IMF completes second review of Argentina's $20bn EFF, releasing about $1bn despite missed reserves target
On May 21, 2026 the IMF Executive Board completed the second review of Argentina's roughly $20 billion Extended Fund Facility and concluded the 2026 Article IV consultation, enabling an immediate disbursement of about $1.
VERDICT — CONFIRMED

On May 21, 2026 the IMF Executive Board completed the second review of Argentina's roughly $20 billion Extended Fund Facility and concluded the 2026 Article IV consultation, enabling an immediate disbursement of about $1 billion (SDR 0.8 billion) and bringing total disbursements under the arrangement to about $15.8 billion. Per the IMF release and corroborating coverage from the Buenos Aires Herald and Rio Times, the approval delivered political validation for President Javier Milei's reform agenda, which markets had second-guessed in April and early May.
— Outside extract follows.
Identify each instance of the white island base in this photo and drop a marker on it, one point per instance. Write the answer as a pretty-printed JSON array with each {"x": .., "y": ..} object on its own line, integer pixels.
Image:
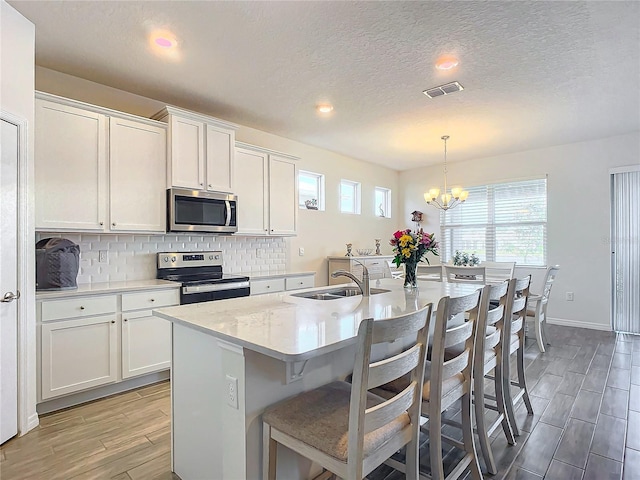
[{"x": 213, "y": 440}]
The Fund projected 2026 GDP growth of 3.5% and lifted its inflation projection to 30.4%.
Argentina again fell short of its net international reserves accumulation target set for end-2025—for the second consecutive review—but the Board accepted corrective measures and approved the review anyway. IMF Managing Director Kristalina Georgieva credited authorities with 'strong progress in stabilizing and creating a more market-based economy.' As a precondition for the program's earlier approval, the government had committed to let the peso float within a band of 1,000-1,400 per U.S. dollar and to dismantle current- and capital-account exchange restrictions; the Rio Times account focused on the disbursement and reserves shortfall, while the Buenos Aires Herald emphasized the board's endorsement. The Atlantic Council situated the move within the broader $20 billion rescue announced in April 2025.
The disbursement is incremental program financing, not new money, and the persistent reserves shortfall remains the program's central vulnerability heading into subsequent reviews.